As artificial intelligence moves beyond large data centres and hyperscale infrastructure, the need for scalable, energy-efficient, and decentralised AI computing is becoming increasingly important. Igneta D’Souza, Co-founder & Chief Product Officer, Ziroh Labs, in conversation with Abhineet Kumar, Elets News Network, discusses how Kompact AI is redefining AI inferencing through a CPU-first approach, enabling distributed AI deployment, fostering digital sovereignty, and creating a new category within the global AI infrastructure stack.
Editor Experts:
At a time when hyperscalers are doubling down on GPU clusters, Ziroh Labs is betting on CPU-first AI. What structural inefficiencies in current AI infrastructure does Kompact AI aim to solve?
The problem statement that hyperscalers attempt to solve is that of a very large scale, and that is why they are known as hyperscalers, which means that if there is an application and the application wants to provide AI inferencing services for thousands of users at the same time, then such kind of problem statements are generally solved by hyperscalers. Therefore, hyperscalers need to solve this kind of problem, and there is no alternative but GPUs. Therefore, hyperscalers produce GPUs on a massive scale. These GPUs are then used to provide concurrent inference for many thousands of users simultaneously.
Kompact AI, on the other hand, is trying to solve a different problem. Our goal with Kompact AI is to solve everyday problems with AI. Everyday problems include, for example, putting out an AI assistant for a doctor in a chamber, putting out a small model in a retail shop, maybe a shopping mall, putting out a very good model for learning, maybe learning Japanese in a school, and then putting out a small model that works in a factory setting, so on and so forth.

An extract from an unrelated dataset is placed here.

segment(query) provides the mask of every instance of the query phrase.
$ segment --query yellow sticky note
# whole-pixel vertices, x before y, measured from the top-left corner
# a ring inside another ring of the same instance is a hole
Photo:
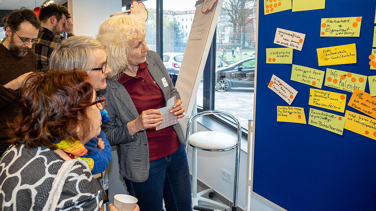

In this type of problem statement, you do not have 10,000 users accessing at the same time. For example, there is no school in India with 10,000 students, and they will go and learn Japanese at the same time. Yes, 100 students will learn Japanese, not 10,000.
There is no factory in India where 10,000 biscuit packets come out at once, and you have to check whether the biscuits are good or bad. There is no such factory. Therefore, the problem we are solving with Kompact AI is more distributed and decentralised, and it can be solved using small language models because it’s a niche requirement.

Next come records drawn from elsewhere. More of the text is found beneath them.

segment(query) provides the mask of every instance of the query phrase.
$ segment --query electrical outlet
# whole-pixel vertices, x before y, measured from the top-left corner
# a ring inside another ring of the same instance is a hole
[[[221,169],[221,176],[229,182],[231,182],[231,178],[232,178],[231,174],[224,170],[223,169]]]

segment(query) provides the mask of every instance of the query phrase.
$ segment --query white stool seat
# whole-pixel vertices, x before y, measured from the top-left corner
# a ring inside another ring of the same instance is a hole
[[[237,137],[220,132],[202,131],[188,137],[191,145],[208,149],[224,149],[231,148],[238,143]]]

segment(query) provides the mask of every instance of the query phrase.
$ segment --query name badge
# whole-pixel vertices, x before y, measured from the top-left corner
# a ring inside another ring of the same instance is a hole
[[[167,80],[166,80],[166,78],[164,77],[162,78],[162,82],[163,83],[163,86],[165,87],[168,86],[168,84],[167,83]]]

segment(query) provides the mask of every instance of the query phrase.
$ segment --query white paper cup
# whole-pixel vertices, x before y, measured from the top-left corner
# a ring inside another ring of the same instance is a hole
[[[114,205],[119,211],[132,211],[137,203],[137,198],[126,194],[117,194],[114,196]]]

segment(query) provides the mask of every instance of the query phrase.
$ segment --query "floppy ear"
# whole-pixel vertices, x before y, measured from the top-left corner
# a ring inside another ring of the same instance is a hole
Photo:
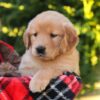
[[[26,30],[23,35],[23,41],[24,41],[24,45],[25,45],[26,49],[29,49],[31,41],[30,41],[30,35],[29,35],[28,30]]]
[[[65,29],[64,38],[67,46],[66,49],[71,50],[72,48],[76,47],[79,38],[72,24],[64,24],[64,29]]]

A factory that wants to solve the problem of determining biscuit quality is only trying to determine biscuit quality. It is not trying to solve a different problem, like helping a student learn Japanese. Similarly, in a school, when a student is learning Japanese, his problem is not solving the biscuit problem at the factory.
Therefore, the goals of hyperscalers, the problem statements they are trying to solve, and the problem statements we are trying to solve with Kompact AI are different. But ultimately, the goal of each one of us, Kompact AI as well as hyperscalers, is only one thing: “How can you make AI pervasive, ubiquitous, and help people to uplift their lives?” Approaches differ because problem statements differ.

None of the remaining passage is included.